Although I believe that Southern Pacific dictates that the court affirm the district court’s ruling that California’s regulation is preempted by the Hazardous Materials Transportation Uniform Safety Amendments, I regret the result and the implications it carries for federalism. Our Constitution is based on a healthy respect for the sovereignity of the state. As Chief Justice John Marshall observed: “The genius and character of the [federal] government seem to be, that its action is to be applied to all the external concerns of the nation, and to those internal concerns which affect the states generally; but not to those which are completely within a particular state, which do not affect other states, and with which it is not necessary to interfere, for the purpose of executing some of the general powers of the government.” Gibbons v. Ogden, 22 U.S. 1, 86, 9 Wheat. 1, 195, 6 L.Ed. 23 (1824). State sovereignty is only to be infringed when necessary. Goldstein v. California, 412 U.S. 546, 554, 93 S.Ct. 2303, 2308-09, 37 L.Ed.2d 163 (1973). “Necessary” should entail a higher hurdle than a mere stated desire for uniformity because the diminution of state rights does not come without a cost.

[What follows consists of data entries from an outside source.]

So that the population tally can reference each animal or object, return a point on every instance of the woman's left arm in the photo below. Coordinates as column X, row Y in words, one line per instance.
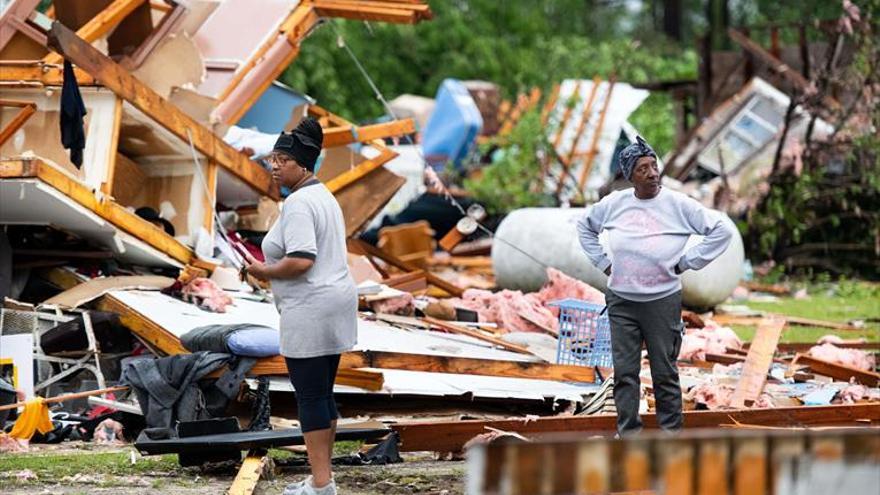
column 299, row 233
column 289, row 267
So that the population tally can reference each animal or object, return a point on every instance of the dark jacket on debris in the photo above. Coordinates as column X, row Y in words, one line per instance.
column 168, row 389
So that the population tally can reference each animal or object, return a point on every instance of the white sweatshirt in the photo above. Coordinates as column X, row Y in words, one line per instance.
column 647, row 239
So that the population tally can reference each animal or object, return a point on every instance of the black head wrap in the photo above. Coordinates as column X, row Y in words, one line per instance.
column 303, row 144
column 631, row 154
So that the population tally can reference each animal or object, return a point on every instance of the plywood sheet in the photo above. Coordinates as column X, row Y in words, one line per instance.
column 178, row 317
column 176, row 62
column 92, row 289
column 41, row 134
column 361, row 201
column 31, row 202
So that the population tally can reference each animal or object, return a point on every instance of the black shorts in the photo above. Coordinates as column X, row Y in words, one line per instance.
column 312, row 379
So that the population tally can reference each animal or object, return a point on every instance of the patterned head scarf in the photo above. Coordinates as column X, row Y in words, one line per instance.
column 303, row 144
column 631, row 154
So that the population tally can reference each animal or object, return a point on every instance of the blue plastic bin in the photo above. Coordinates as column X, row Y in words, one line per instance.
column 584, row 334
column 453, row 127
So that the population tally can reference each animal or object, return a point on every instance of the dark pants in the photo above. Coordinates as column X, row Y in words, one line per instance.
column 313, row 378
column 657, row 323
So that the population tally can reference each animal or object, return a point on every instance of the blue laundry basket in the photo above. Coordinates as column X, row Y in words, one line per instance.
column 584, row 334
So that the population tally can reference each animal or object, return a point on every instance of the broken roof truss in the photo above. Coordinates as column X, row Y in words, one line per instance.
column 158, row 142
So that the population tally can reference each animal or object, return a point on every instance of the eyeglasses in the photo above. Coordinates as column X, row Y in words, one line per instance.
column 279, row 159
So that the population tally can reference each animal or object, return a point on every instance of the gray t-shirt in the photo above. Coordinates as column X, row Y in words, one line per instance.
column 319, row 308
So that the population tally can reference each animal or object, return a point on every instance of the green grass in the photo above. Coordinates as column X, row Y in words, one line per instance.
column 845, row 302
column 57, row 466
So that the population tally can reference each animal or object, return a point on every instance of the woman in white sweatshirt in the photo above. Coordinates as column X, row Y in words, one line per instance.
column 648, row 227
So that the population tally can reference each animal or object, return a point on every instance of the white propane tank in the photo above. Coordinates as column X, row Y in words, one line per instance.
column 549, row 235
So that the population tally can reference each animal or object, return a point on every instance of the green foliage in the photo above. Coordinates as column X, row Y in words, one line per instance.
column 510, row 181
column 517, row 44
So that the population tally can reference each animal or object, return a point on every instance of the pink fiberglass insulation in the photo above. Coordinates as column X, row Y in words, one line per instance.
column 853, row 358
column 517, row 312
column 206, row 294
column 711, row 339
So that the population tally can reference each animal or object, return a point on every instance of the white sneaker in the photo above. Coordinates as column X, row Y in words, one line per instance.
column 305, row 487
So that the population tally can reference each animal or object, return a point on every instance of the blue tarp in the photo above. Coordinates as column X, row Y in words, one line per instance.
column 454, row 126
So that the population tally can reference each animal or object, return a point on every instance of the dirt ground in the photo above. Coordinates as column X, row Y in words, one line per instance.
column 90, row 469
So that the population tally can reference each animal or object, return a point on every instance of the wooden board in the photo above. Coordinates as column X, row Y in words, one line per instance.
column 362, row 247
column 111, row 211
column 249, row 474
column 445, row 325
column 361, row 201
column 446, row 364
column 757, row 364
column 121, row 82
column 837, row 371
column 450, row 436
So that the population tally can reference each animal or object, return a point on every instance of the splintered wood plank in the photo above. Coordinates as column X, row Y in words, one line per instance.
column 837, row 371
column 758, row 360
column 750, row 466
column 713, row 459
column 249, row 475
column 347, row 134
column 121, row 82
column 370, row 250
column 445, row 325
column 362, row 200
column 450, row 436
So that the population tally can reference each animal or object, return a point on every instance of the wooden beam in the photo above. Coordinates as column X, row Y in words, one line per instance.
column 26, row 109
column 166, row 342
column 789, row 74
column 109, row 210
column 757, row 363
column 597, row 134
column 121, row 82
column 107, row 186
column 450, row 436
column 101, row 24
column 445, row 364
column 837, row 371
column 396, row 262
column 363, row 10
column 459, row 330
column 342, row 135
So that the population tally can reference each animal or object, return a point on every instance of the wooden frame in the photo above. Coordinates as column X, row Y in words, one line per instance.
column 162, row 340
column 167, row 115
column 101, row 24
column 109, row 210
column 27, row 108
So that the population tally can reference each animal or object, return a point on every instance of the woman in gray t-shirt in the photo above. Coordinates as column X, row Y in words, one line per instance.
column 306, row 263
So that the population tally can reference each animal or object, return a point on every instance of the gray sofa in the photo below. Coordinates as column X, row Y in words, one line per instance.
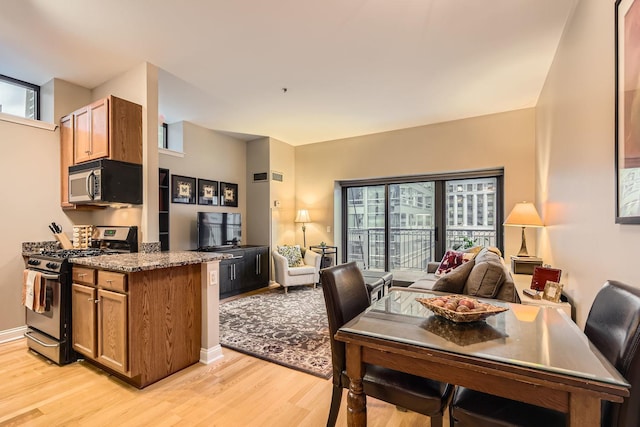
column 485, row 276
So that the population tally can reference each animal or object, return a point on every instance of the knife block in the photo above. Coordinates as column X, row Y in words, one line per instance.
column 64, row 241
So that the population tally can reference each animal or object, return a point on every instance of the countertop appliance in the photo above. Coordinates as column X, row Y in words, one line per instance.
column 104, row 182
column 50, row 333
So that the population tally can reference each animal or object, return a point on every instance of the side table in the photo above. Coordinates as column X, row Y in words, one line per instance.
column 523, row 281
column 327, row 252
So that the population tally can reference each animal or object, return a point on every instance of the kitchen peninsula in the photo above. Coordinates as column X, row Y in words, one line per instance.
column 141, row 316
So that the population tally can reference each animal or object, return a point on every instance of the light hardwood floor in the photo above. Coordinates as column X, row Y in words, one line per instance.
column 239, row 390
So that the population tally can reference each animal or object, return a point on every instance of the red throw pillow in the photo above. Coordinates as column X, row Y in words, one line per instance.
column 450, row 261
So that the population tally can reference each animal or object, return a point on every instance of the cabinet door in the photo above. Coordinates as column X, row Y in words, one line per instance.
column 83, row 314
column 256, row 268
column 99, row 116
column 231, row 272
column 112, row 330
column 66, row 158
column 81, row 135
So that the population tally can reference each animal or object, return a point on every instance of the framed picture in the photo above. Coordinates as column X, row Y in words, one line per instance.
column 183, row 189
column 552, row 291
column 228, row 194
column 207, row 192
column 627, row 134
column 541, row 275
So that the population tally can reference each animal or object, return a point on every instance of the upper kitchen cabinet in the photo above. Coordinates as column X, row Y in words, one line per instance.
column 108, row 128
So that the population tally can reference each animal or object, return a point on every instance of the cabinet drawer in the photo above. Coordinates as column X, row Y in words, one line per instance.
column 112, row 280
column 84, row 275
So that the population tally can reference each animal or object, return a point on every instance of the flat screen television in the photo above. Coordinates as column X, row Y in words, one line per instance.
column 219, row 229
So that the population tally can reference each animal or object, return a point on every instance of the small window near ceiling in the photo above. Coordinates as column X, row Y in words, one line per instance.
column 163, row 136
column 19, row 98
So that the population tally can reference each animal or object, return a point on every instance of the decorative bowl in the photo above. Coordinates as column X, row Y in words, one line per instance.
column 480, row 310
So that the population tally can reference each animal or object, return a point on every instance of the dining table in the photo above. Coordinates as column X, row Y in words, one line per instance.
column 534, row 354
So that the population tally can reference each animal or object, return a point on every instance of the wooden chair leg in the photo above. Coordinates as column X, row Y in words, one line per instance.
column 336, row 399
column 436, row 421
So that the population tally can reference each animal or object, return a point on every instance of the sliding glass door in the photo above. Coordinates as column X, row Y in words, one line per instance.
column 402, row 226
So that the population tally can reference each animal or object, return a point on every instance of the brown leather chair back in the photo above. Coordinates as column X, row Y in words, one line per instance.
column 345, row 296
column 613, row 326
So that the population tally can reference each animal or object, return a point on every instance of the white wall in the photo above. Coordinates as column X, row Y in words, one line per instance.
column 575, row 176
column 208, row 155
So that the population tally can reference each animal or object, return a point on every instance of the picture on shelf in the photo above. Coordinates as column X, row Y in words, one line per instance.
column 552, row 291
column 228, row 194
column 183, row 189
column 207, row 192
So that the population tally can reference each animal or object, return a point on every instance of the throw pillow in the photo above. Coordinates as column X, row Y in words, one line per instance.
column 454, row 281
column 484, row 280
column 451, row 260
column 292, row 254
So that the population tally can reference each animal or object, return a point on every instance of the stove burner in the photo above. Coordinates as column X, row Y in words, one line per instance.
column 75, row 253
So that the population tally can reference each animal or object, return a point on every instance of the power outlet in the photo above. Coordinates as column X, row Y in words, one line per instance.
column 213, row 278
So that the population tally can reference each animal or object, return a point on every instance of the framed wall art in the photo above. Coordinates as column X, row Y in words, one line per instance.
column 183, row 189
column 627, row 109
column 228, row 194
column 207, row 192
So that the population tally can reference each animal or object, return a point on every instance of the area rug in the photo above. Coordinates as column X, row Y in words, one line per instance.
column 288, row 329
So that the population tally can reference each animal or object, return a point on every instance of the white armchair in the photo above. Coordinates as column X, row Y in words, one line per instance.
column 307, row 274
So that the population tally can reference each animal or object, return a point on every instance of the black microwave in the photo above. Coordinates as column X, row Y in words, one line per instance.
column 104, row 181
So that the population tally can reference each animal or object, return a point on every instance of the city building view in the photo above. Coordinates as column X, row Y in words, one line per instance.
column 401, row 219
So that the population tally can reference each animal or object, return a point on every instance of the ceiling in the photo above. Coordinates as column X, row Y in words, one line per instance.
column 300, row 71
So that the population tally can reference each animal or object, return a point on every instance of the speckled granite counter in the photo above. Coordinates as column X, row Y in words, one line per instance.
column 129, row 263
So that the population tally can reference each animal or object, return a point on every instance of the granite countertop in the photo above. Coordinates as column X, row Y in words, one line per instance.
column 130, row 263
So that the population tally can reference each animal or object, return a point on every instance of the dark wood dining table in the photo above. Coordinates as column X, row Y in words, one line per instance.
column 528, row 353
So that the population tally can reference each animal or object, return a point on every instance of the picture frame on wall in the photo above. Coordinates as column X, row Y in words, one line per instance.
column 228, row 194
column 627, row 111
column 207, row 192
column 183, row 189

Justice O’Connor has repeatedly articulated the history and purposes behind our federalist structure. Federalism “assures a decentralized government that will be more sensitive to the diverse needs of a heteroge-nous society; it increases opportunity for citizen involvement in democratic processes; it allows for more innovation and experimentation in government; and it makes government more responsive by putting the States in competition for a mobile citizenry.” Gregory v. Ashcroft, 501 U.S. 452, 458, 111 S.Ct. 2395, 2399, 115 L.Ed.2d 410 (1991).
The effect of the erosion of state authority is particularly ironic in the area of environmental regulation. Within our federal system, states are intended to be laboratories of experimentation in which various policies are debated, implemented, and refined. The modern environmental movement started in the states. The federal government has followed the lead of the states, evaluating different state programs and borrowing the best ideas in order to form a comprehensive federal law. It is incongruous that in adopting the ideas that states have already developed, federal law should prevent further innovation by prohibiting states from expanding their environmental programs, be they regulation of hazardous materials transporta*499tion or other initiatives. By preempting state authority in this case, we effectively eliminate the ability of states to develop new and better ways of protecting the public health, safety, and environment. And we prevent innovative state programs from percolating up to the federal level.
At oral argument counsel for the Chlorine Institute made the curious assertion that the Hazardous Materials Transportation Uniform Safety Act did not constitute 100% preemption of the regulation of hazardous materials by the receiving state. Yet he argued, persuasively, that the issue was whether the state regulation would violate the principle of “uniformity.” But for Southern Pacific, I would remand this ease for a factfinding determination by the trial court in California as to whether the state regulations were indeed an obstacle to national uniformity. On a clean slate, they may be or they may be not. In any event, it is bleak consolation to be offered recourse to a federally-constituted board sitting in Washington, D.C. for responsive resolution of California’s legitimate safety concerns in this case.